慶王妃低聲道:“此事自你外祖當官後就沒再提過,你不知道也正常。不過娘今日告訴你這些,是想問你,你需不需要人手幫忙走船運貨?”
樓喻眼睛瞪大,求之不得啊!
漕運的重要性不必多說,他若有水上幫手,以後不管是運貨還是運兵,都是極為有利的輔助手段。
他驚奇問:“曾外祖尚有舊部?多少人?如今在何處?”
慶王妃哭笑不得:“南方水系發達,他們如今都在南方讨生活,你曾外祖去世時有一千多人。”
“那如今?”
“你曾外祖去世前,建了個船幫,本想将這攤子交給你外祖父,誰知你外祖父去給朝廷賣命,便交由我義兄打理,如今多年未見,娘也不知有多少人。”
樓喻眨眨眼,總感覺他娘年輕時的日子好有趣啊。
“娘的義兄,不就是我的義舅?”
“嗯,”慶王妃面露柔色,“你這個舅舅身世不好,是你曾外祖做主,讓他給你外祖父做義子。”
樓喻問:“他人怎麽樣?”
慶王妃笑了,“你以後見了他就知道了,你要是需要,娘可以傳信過去。”
樓喻連連點頭,他怎麽可能不要!
誰能想到,他娘還有這背景呢。
美美睡了一覺,翌日醒來,又有喜報傳來。
之前他讓郭濂上奏之事,朝廷已經同意了!
從此以後,陽烏山地界皆由慶州管轄,也就是說,陽烏山成為慶王合法封地的一部分。
樓喻表揚一下郭濂:“幹得不錯,今日郭棠有雞腿吃。”
郭濂:“……”
他現在萬分後悔,每天只能拿着兒子的親筆信彷徨度日。
适時,司獄官呈上牢犯名冊。
樓喻仔細翻閱後,剔除一些死囚,其餘的都打算拉出來使使力氣。
雖然販鹽給他帶來巨利,造紙坊的紙也被運往經濟發達的城市,賣出好價錢。

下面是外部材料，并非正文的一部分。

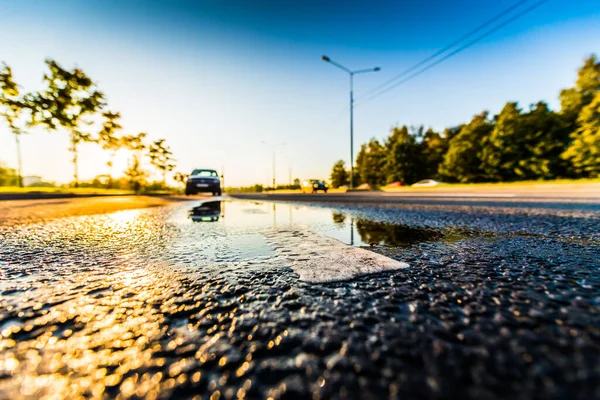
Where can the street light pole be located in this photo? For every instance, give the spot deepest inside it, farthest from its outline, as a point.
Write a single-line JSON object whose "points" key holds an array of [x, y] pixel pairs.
{"points": [[273, 146], [351, 74]]}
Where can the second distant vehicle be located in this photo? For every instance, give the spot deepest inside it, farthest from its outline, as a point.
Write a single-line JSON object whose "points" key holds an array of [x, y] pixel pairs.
{"points": [[314, 185], [203, 181], [427, 182]]}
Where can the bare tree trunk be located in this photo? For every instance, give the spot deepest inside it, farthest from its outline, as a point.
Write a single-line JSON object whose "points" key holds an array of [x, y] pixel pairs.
{"points": [[75, 160], [19, 160], [110, 165]]}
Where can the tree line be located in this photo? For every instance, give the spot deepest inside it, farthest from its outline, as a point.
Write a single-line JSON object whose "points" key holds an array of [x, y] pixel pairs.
{"points": [[70, 102], [516, 144]]}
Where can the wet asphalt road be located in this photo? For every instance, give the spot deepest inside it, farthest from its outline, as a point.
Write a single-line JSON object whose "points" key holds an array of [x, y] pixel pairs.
{"points": [[496, 302]]}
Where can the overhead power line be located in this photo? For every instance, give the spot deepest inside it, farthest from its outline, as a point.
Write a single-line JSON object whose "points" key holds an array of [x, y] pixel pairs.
{"points": [[383, 90], [448, 47]]}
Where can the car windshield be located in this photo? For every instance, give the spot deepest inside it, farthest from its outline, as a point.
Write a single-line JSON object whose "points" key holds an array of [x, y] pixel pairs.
{"points": [[204, 172]]}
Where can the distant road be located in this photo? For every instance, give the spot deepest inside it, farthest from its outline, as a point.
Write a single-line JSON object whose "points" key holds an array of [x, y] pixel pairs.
{"points": [[559, 196], [15, 212]]}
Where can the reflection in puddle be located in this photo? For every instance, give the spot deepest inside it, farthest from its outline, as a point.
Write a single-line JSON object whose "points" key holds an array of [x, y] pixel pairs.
{"points": [[379, 233], [209, 211], [336, 224]]}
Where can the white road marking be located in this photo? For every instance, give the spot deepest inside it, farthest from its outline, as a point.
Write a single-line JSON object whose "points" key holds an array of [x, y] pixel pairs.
{"points": [[316, 258]]}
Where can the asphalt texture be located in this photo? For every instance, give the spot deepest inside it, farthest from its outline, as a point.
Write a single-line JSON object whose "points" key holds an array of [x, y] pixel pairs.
{"points": [[496, 302]]}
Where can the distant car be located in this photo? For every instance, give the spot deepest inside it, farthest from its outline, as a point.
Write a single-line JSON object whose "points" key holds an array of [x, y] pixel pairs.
{"points": [[314, 185], [209, 211], [203, 181], [427, 182], [395, 184]]}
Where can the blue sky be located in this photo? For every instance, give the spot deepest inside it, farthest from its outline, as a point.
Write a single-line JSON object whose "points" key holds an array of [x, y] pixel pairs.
{"points": [[218, 78]]}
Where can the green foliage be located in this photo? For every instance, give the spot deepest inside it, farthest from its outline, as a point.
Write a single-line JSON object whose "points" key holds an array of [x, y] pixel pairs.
{"points": [[180, 177], [584, 152], [11, 109], [69, 98], [136, 176], [339, 175], [573, 100], [462, 162], [161, 157], [370, 163], [404, 161], [433, 148], [8, 176]]}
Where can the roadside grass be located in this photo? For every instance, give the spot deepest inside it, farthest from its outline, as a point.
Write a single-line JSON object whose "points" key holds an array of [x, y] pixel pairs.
{"points": [[452, 186], [16, 189], [81, 191], [495, 185]]}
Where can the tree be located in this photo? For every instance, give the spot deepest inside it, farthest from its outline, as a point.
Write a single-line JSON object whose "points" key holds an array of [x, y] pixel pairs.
{"points": [[503, 148], [161, 157], [403, 158], [108, 139], [462, 162], [546, 138], [339, 175], [70, 97], [8, 176], [370, 162], [11, 108], [573, 100], [584, 152], [434, 146], [180, 177], [136, 176]]}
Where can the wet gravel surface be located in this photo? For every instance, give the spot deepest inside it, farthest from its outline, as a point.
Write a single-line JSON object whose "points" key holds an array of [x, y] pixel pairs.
{"points": [[148, 304]]}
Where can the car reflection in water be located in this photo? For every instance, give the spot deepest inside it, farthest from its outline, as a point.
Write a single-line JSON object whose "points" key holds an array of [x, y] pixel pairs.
{"points": [[209, 211]]}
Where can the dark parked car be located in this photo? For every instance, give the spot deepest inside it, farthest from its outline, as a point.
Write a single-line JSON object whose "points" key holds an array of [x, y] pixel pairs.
{"points": [[314, 185], [209, 211], [203, 181]]}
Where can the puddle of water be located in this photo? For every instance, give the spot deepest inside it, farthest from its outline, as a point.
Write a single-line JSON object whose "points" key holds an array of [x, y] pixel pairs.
{"points": [[252, 215]]}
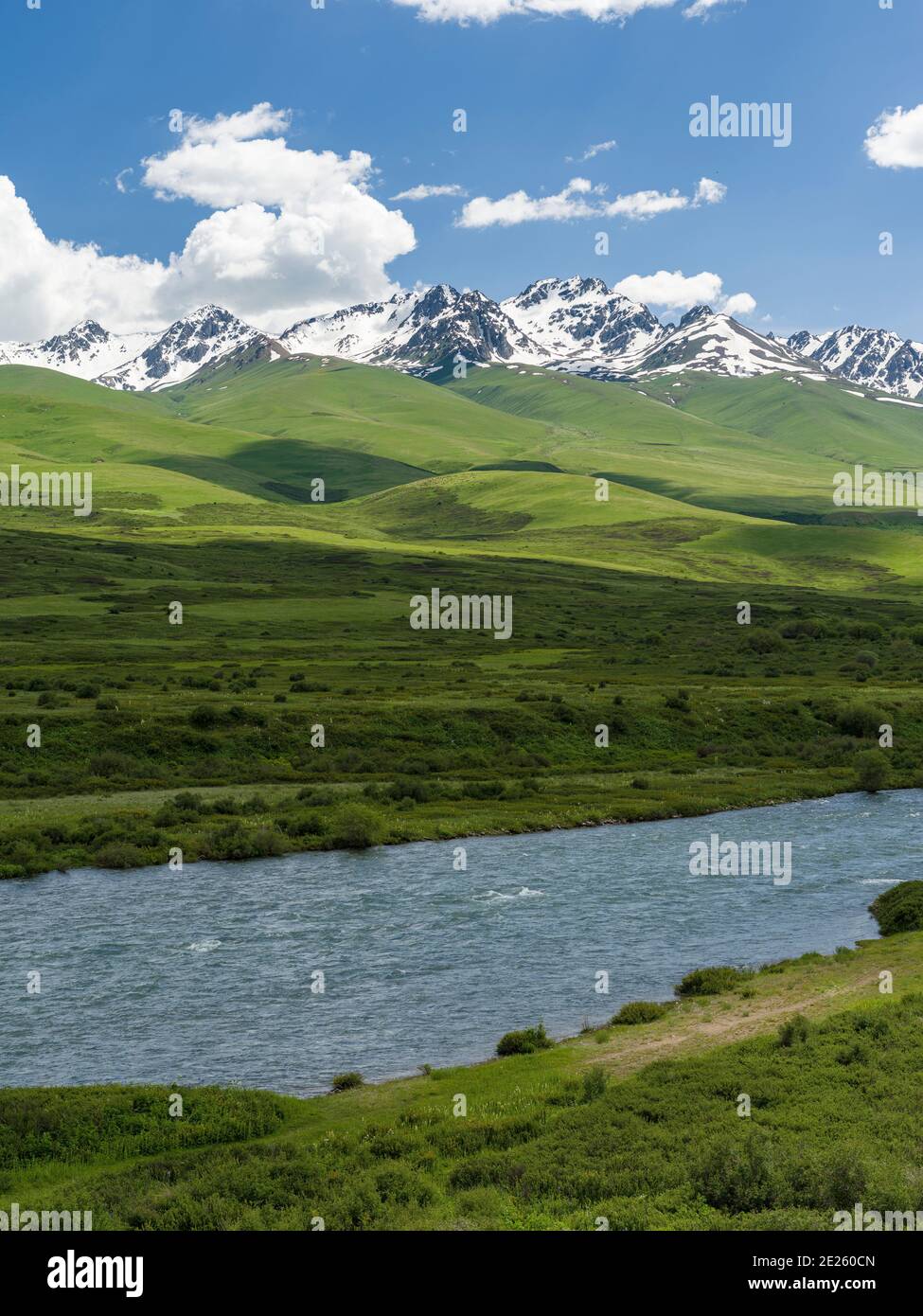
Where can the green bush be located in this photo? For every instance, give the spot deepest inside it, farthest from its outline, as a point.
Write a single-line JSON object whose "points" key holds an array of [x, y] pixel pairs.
{"points": [[794, 1031], [356, 827], [872, 772], [899, 908], [643, 1011], [594, 1083], [711, 982], [343, 1082], [524, 1041]]}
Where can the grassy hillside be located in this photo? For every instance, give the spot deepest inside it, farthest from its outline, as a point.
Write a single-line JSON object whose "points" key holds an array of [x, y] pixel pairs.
{"points": [[623, 1128], [296, 614], [354, 408], [761, 446]]}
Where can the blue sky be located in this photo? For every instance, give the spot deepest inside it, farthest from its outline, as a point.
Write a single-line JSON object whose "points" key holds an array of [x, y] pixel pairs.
{"points": [[87, 90]]}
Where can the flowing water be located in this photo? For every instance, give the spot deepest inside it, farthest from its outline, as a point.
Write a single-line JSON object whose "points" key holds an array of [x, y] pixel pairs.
{"points": [[205, 975]]}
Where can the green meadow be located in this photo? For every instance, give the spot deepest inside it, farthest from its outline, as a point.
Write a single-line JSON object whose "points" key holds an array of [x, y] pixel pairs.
{"points": [[295, 611], [630, 1127], [293, 708]]}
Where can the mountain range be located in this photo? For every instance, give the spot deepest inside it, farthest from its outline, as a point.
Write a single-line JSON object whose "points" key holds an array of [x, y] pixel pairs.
{"points": [[575, 326]]}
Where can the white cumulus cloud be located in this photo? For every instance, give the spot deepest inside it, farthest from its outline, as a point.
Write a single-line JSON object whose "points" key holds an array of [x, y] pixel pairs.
{"points": [[519, 208], [290, 232], [579, 199], [592, 151], [896, 138], [425, 189], [676, 291], [600, 10], [702, 9]]}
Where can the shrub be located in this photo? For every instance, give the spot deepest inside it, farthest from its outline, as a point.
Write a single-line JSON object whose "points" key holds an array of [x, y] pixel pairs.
{"points": [[356, 827], [524, 1041], [112, 763], [872, 772], [120, 854], [643, 1011], [794, 1031], [594, 1083], [711, 982], [203, 718], [343, 1082], [899, 908], [860, 720]]}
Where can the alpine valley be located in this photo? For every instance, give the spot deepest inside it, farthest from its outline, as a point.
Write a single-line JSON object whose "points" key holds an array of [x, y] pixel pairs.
{"points": [[619, 485], [575, 326]]}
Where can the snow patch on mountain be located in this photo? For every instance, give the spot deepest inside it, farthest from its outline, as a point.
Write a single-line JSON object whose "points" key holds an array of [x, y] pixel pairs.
{"points": [[579, 319], [86, 351], [876, 358], [208, 336]]}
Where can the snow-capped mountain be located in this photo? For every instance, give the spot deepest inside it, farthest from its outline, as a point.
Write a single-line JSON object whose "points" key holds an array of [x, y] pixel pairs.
{"points": [[876, 358], [352, 333], [581, 320], [205, 337], [576, 326], [417, 331], [720, 345], [87, 350]]}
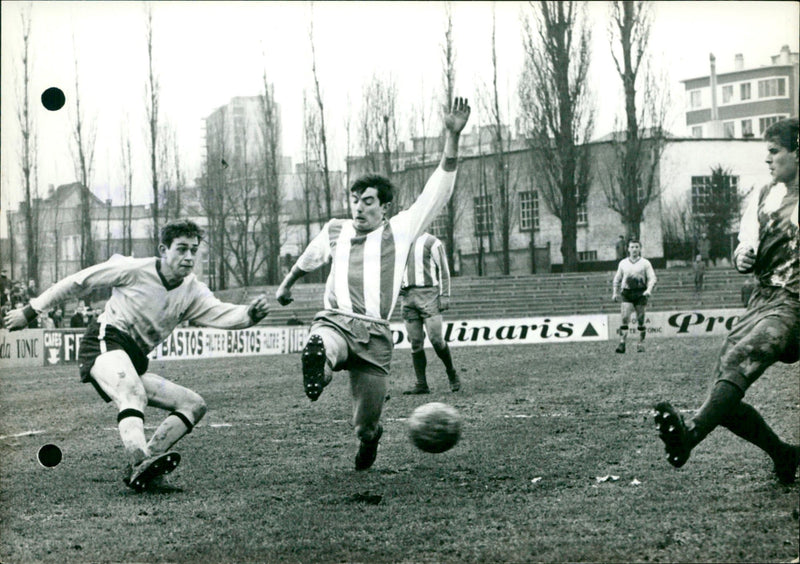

可他要養這麽多人,要買這麽多原料,着實不容易。
所以必須要開荒種糧。
多餘的勞力都拉去墾荒,反正慶州荒地多得是。
司獄官根本不敢違抗,應聲下去。
郭濂見此長嘆一聲,胡鬧啊,這完全就是在胡鬧啊!
在他看來,建設所謂的新城,純粹是樓喻異想天開!
日子不緊不慢,新城的建設熱火朝天。
窯爐建成後,樓喻令所有鐵匠開始打造鐵制農具,畢竟開荒也是要工具的。
他讓那麽多人去開荒,農具早已告罄,有人只能用木鍬挖土,那效率能提得上來嗎?
唯有徐勝,站在滾燙的爐口前沉默不言。
他想起那日樓喻問他的話——你想不想締造傳奇?
他當然想!他太想了!
身為鐵匠,能打造出一柄絕世寶刀,是他的終生夙願。
為此,他可以用自由換取。
“徐工在沉思什麽?”
身後忽然響起一句問話,聲音溫潤清澈,如潺潺溪流,平靜了他滾燙翻湧的心緒。
徐勝連忙轉身跪拜:“見過殿下。”
“不必多禮。”
樓喻着一身修身短打,這幾個月身量長高不少,整個人顯得颀長挺拔,豐神俊朗。
他虛扶徐勝起身,道:“此爐只有你我二人,今日我便教你灌鋼之法。”
同百煉鋼相比,灌鋼法有一個顯着的優勢。
這種方法可以在高溫下,使液态生鐵中的碳、矽、錳等元素與熟鐵中的氧化物發生劇烈氧化反應,從而去除雜質,達到提純效果,提高鋼鐵質量。[注1]
如此便可減少反複鍛打的過程,提高生産效率。
而且這種方法簡便易學,便于廣泛傳播。
為減少制造刀劍成本,發揮各種鋼鐵性能的長處,綦毋懷文這位大師還對制刀工藝進行了改良。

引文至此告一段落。